“A sort of let’s-put-on-a-show summer-camp lark for director Ang Lee after the dramatic rigors of Brokeback Mountain and Lust, Caution, Taking Woodstock serves up intermittent pleasures but is too raggedy and laid-back for its own good, its images evaporating nearly as soon as they hit the screen,” declares Variety‘s Todd McCarthy.

“Given the film’s vast canvas and ambition to provide a kaleidoscopic portrait of a generational movement, the personal issues of Demetri Martin‘s Elliot Tiber — his feelings of responsibility to his immigrant parents, closeted gay status and general behavioral uptightness — seem unduly magnified in relation to everything else that’s going on.

“Elliot (who in real life was 34 at the time, older than the ‘generation’ in question) is a mild-mannered, unassertive guy without much electricity as a central screen presence. In the role’s conception and casting, Elliot is clearly patterned after Dustin Hoffman‘s Benjamin Braddock in The Graduate, but the effect isn’t remotely the same.

“Despite being temporally defined by the run-up to the fest and the weekend itself, the pic has a formless, unstructured feel, as its attention jumps from incident to incident in almost random fashion. Some distantly heard music serves notice that Woodstock itself has begun, but the stage is only ever glimpsed from atop a faraway hill. The musical performances are clearly not the subject of the film, but there’s no denying that their absence makes Taking Woodstock feel oddly incomplete; the table is set, but the meal never gets served.

“Other than the oddly extended attention devoted to the harsh irascibility of Elliot’s unbendingly greedy mother, pic is pleasant enough on a moment-to-moment basis, but the separate sketches never coalesce into anything like a full group portrait.”

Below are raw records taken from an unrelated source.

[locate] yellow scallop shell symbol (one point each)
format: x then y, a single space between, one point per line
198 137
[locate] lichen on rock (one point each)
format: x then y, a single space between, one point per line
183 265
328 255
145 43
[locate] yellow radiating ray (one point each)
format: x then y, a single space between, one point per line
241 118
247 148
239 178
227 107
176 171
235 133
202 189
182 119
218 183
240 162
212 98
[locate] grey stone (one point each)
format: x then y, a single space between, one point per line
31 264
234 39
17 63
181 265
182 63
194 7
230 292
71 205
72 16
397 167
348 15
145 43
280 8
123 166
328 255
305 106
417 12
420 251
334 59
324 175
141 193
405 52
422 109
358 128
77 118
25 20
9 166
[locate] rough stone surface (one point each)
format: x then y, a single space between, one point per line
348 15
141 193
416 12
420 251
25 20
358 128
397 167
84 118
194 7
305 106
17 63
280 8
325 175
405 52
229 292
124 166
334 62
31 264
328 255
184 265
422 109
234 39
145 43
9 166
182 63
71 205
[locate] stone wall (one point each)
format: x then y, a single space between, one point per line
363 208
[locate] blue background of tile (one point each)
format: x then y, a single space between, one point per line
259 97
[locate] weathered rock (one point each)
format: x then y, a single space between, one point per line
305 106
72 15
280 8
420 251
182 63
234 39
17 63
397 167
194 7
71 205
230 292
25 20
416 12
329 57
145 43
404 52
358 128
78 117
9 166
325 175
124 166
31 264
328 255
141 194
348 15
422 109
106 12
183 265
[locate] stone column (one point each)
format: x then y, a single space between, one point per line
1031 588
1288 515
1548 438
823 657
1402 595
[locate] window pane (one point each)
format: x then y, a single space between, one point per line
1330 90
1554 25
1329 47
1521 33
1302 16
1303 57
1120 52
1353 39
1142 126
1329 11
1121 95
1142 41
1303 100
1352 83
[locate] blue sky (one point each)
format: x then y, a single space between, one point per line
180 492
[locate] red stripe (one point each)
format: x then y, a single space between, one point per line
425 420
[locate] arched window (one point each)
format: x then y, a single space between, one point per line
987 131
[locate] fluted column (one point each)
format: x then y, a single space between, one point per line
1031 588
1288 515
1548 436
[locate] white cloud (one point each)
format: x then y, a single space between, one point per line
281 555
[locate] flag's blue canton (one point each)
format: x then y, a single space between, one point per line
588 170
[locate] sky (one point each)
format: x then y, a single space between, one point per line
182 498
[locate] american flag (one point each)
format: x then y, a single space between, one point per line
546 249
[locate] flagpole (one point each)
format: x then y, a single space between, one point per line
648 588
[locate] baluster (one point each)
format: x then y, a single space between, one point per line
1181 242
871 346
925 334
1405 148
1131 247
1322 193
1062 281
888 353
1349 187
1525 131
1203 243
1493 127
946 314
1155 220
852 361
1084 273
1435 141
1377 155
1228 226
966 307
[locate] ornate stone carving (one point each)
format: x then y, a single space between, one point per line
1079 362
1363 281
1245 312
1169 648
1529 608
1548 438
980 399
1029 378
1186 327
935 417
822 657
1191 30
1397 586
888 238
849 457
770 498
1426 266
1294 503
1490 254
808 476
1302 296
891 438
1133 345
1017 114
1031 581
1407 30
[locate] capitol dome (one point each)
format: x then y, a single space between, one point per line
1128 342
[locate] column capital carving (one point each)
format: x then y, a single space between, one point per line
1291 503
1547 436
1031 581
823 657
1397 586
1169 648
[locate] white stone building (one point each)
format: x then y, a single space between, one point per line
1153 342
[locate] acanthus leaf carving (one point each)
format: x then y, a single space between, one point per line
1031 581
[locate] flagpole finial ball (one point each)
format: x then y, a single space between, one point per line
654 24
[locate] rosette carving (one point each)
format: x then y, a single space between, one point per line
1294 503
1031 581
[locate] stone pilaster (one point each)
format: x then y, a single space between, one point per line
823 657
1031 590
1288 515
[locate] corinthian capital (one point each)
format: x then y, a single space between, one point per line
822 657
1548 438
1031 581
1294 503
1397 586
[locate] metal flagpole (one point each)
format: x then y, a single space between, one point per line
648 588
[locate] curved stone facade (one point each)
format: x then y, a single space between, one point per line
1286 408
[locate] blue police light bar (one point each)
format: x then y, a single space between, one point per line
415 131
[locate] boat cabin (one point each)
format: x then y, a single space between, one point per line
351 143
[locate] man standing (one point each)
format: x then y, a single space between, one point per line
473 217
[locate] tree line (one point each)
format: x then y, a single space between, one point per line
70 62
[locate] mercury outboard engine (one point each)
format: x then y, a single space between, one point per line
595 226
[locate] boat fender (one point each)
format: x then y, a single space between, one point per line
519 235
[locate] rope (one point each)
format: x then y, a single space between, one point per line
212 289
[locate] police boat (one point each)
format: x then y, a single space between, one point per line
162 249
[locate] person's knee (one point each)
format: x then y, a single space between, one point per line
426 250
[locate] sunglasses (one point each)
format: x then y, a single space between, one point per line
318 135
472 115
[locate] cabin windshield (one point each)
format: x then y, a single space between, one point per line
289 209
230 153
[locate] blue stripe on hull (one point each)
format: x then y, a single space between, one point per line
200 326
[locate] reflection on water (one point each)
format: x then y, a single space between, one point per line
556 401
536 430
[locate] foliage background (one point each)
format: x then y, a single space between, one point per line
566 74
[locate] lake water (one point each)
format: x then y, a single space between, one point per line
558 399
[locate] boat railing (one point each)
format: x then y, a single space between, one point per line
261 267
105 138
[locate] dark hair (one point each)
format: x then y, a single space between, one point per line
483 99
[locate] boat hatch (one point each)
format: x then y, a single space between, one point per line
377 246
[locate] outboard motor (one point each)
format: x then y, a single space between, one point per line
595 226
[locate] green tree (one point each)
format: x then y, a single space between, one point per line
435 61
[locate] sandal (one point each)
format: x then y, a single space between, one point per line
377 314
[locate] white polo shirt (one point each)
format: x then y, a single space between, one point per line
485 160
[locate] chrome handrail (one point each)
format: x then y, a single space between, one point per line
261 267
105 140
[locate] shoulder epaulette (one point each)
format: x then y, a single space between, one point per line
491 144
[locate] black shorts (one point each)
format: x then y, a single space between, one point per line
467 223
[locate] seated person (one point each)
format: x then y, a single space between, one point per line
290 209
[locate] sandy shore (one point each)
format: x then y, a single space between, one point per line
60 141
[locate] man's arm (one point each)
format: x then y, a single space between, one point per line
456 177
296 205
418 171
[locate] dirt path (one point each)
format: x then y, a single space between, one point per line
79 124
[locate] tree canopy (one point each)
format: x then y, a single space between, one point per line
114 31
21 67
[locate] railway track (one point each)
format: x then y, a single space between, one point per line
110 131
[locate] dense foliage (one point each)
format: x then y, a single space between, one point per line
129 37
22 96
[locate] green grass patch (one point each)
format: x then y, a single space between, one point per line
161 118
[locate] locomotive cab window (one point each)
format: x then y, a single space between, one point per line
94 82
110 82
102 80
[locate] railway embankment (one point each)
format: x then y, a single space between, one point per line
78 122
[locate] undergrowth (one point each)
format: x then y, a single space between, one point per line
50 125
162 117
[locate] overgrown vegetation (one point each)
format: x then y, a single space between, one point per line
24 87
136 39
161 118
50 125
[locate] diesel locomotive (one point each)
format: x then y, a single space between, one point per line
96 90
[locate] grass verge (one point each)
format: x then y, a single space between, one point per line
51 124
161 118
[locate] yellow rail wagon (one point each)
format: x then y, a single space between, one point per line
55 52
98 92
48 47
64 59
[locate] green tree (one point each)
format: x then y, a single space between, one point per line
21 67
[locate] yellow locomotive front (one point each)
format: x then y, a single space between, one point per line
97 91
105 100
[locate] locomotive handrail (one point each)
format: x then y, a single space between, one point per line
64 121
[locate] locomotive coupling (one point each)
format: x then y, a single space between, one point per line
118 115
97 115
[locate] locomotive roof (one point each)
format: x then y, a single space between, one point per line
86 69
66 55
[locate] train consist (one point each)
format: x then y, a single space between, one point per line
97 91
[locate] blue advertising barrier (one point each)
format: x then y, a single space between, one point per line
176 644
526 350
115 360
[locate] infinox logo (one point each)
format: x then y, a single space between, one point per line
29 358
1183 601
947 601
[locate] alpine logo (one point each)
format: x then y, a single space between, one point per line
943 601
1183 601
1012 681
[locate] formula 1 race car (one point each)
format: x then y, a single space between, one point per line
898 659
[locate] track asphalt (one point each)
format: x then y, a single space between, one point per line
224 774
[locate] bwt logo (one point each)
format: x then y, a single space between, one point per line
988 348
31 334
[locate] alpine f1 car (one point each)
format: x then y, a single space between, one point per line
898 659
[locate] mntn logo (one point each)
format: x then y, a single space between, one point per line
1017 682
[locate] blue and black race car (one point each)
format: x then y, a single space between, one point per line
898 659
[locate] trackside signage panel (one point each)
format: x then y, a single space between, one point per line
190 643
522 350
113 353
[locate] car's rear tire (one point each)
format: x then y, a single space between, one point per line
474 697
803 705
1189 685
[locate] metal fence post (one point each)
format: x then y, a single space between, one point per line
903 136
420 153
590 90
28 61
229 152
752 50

Excerpts from my 5.15 Taking Woodstock review: “It too often feels ragged and unsure of itself…Elliot’s story comes through but [it seems analagous] to a story of the D-Day Invasion that focuses on Francois, a closeted young man in his 30s who doesn’t want to work at his parents’ Normandy bakery any more…Elliot was a man of 34 who’d been around a bit — Martin plays him like Dustin Hoffman’s Benjamin Braddock…no Woodstock concert footage is mixed into Lee’s movie, and [while] I kept telling myself that it’s Eliot’s story, not Woodstock II, I wanted glimpses of the real thing…the story is weakened, in my book, by Imelda Staunton‘s strident and braying portrayal of Tiber’s mother-from-hell…[the film] doesn’t coalesce in a way that feels truly solid or self-knowing.”